Que la suerte me libre de quien confío pues, de quien no confío me puedo cuidar yo solo.

En un mundo ideal esta frase carecería de sentido alguno: en uno, en el que la maldad, en cualquiera de sus manifestaciones no tuviese cabida. Soy plenamente consciente que esto es tan imposible como que Donal Trump se corte el flequillo o Jean-Marie Le Pen entienda el significado de la Marsellesa. A pesar de ello, puedo asegurar que ese mundo existe en personas frágiles, inocentes, carentes de cualquier necesidad de venganza. Lo sé porque yo comparto mi vida con uno de esos seres excepcionales, que como las más bellas flores necesitan de cuidados para no ser marchitados por su entorno.

Mi hija es autista y, como muchos otros discapacitados psíquicos, no han desarrollado estrategias para sobrevivir a pesar de que para ello tengan que perjudicar a otros. Es por ello que siempre dependerán de alguien que les proteja de una sociedad que está diseñada para que el más débil perezca.

Todo esto era tan evidente para mí como que en Eurovisión siempre ganan los mismos, hasta que recientemente me crucé en la calle con una vecina discapacitada psíquica que posee bastante autonomía. Hablando con ella me dijo: "La persona que me cuida". Esas palabras me parecieron preciosas pronunciadas por ella.

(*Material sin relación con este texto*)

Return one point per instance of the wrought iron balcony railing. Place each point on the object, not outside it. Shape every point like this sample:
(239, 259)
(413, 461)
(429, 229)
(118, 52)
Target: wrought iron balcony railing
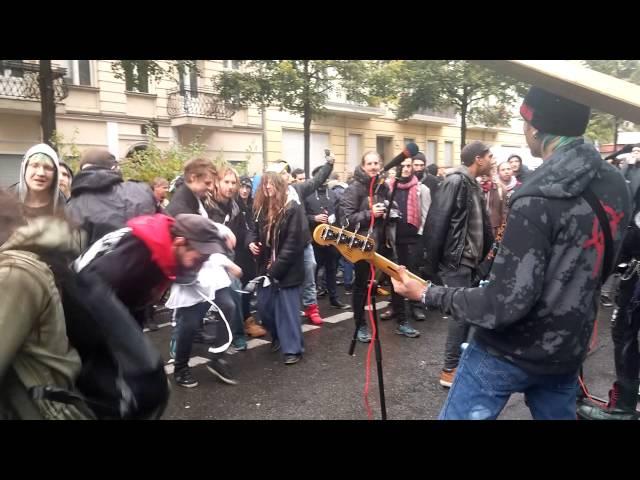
(199, 103)
(20, 80)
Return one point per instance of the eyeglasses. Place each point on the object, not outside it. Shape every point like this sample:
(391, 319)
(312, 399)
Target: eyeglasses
(47, 167)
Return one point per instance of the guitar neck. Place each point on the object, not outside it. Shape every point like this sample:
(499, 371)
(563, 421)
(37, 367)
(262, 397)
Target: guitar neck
(393, 269)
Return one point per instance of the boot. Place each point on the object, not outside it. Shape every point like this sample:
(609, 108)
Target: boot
(253, 329)
(623, 398)
(313, 314)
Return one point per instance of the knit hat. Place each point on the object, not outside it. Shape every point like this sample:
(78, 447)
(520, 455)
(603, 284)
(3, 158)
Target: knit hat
(555, 115)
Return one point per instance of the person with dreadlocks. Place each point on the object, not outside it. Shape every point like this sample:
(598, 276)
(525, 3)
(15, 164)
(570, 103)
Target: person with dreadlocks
(535, 317)
(278, 238)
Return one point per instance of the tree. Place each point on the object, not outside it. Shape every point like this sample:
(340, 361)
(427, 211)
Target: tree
(299, 86)
(604, 127)
(477, 94)
(152, 162)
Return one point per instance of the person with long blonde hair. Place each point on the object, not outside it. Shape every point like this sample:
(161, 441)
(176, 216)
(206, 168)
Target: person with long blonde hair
(277, 240)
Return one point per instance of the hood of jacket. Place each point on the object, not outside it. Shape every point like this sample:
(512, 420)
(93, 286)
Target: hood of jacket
(45, 234)
(566, 174)
(22, 184)
(154, 232)
(92, 179)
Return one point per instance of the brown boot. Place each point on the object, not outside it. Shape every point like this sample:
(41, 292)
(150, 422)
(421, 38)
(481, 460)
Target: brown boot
(253, 329)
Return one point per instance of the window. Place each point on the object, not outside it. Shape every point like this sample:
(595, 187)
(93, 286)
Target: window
(189, 82)
(136, 75)
(448, 154)
(78, 72)
(384, 148)
(354, 152)
(432, 151)
(231, 64)
(293, 148)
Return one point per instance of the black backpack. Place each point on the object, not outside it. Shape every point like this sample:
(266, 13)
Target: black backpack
(122, 374)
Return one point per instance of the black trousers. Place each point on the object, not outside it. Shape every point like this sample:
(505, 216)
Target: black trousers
(327, 257)
(407, 256)
(360, 285)
(190, 320)
(624, 332)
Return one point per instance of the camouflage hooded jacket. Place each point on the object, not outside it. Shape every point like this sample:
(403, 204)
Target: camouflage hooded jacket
(539, 308)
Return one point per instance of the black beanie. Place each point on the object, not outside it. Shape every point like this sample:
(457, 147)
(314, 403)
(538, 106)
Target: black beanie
(556, 115)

Porque al fin y al cabo, todos desearíamos tener la certeza que al menos existe una persona que se preocupa de nosotros de forma desinteresada. Pero al mismo tiempo esa frase era la clara evidencia de la dependencia; que en el caso de mi hija, se prolongará aún cuando yo no esté para sufrirla y a veces para disfrutarla. Ahora, me dicen que es como si se fuese a la universidad a una residencia. ¡Qué ironía! Debo suponer que también irá de fiesta alguna noche, se enamorará de algún chico, tal vez cuando acabe la carrera llegue a realizar parte de sus sueños. E incluso, si es lo suficientemente valiente, decidirá traer un hijo a un mundo que no se lo merece.

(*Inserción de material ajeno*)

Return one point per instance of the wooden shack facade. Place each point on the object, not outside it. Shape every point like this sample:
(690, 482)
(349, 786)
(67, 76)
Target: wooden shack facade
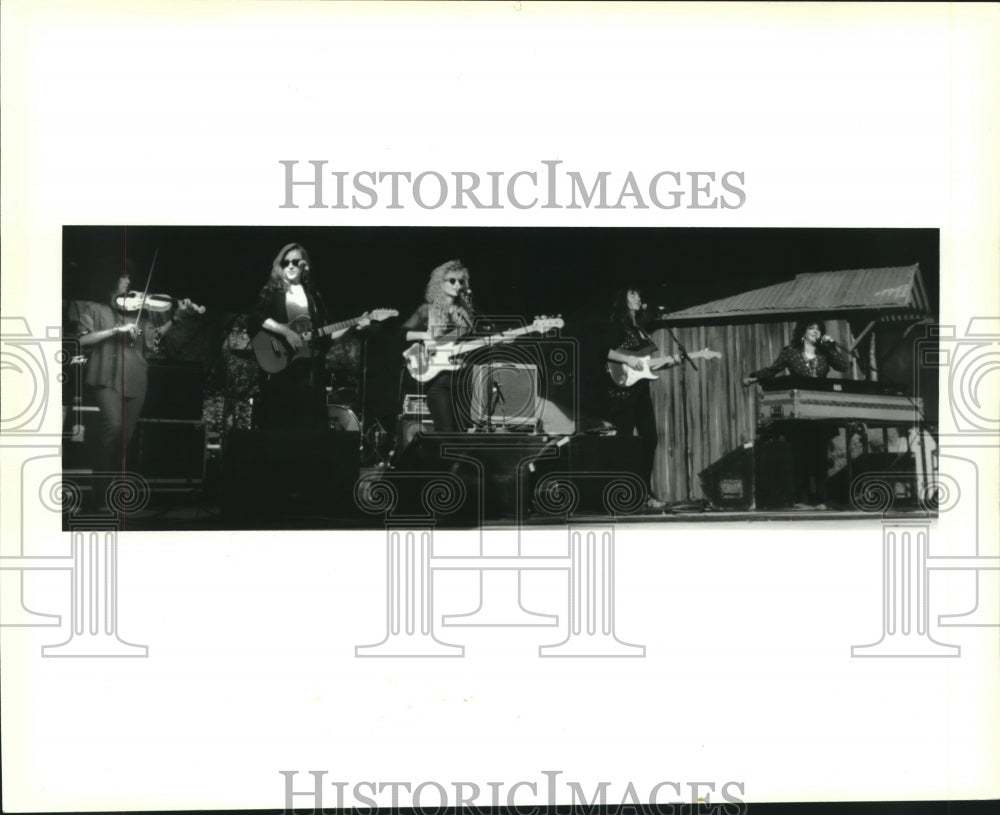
(704, 414)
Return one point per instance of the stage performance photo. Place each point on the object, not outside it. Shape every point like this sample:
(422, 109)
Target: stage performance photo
(641, 375)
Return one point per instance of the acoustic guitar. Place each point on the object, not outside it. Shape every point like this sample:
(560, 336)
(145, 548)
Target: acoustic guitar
(274, 354)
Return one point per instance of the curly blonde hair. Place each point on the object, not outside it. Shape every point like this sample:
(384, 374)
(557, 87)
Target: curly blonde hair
(277, 278)
(443, 310)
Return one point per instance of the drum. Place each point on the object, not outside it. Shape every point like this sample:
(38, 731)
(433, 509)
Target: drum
(341, 417)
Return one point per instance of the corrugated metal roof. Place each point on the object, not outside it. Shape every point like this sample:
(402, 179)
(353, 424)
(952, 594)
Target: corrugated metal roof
(896, 289)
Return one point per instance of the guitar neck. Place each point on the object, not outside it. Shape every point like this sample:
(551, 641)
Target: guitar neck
(329, 329)
(514, 333)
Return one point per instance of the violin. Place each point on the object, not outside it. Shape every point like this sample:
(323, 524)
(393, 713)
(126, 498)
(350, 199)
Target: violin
(135, 301)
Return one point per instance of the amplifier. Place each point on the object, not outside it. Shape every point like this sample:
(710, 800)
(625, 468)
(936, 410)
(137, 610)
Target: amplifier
(175, 390)
(171, 450)
(511, 390)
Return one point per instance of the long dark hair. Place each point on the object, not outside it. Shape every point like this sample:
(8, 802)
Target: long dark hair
(276, 280)
(799, 332)
(621, 314)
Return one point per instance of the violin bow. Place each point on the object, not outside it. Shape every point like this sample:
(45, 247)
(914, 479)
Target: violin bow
(149, 279)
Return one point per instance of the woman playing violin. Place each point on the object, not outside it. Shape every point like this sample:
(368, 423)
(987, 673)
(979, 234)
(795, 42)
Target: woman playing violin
(116, 342)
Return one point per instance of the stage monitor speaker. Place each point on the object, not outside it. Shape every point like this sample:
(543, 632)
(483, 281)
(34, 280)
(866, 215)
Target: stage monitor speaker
(175, 390)
(407, 428)
(170, 450)
(600, 470)
(756, 475)
(511, 389)
(274, 474)
(81, 437)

La realidad, es que estoy delante de esas primeras fotos en la que después de años se mantenía sentada en la playa a mi lado, y me pregunto si le he fallado, si no he llegado a ser la persona que la tenía que cuidar. Porque ahora lo tendrán que hacer otros por mí. Lo tendrán que hacer por las noches cuando alguno de sus habituales dolores o miedos le acechen aprovechándose de que yo ya no estaré ahí para protegerla, para cuidarla. Intento engañarme a mí mismo cada segundo del día en esta dolorosa cuenta atrás diciéndome que puede que sea algo temporal, que encontraré la forma de recuperar nuestro tiempo, de vivir eternamente para poderla cuidar siempre.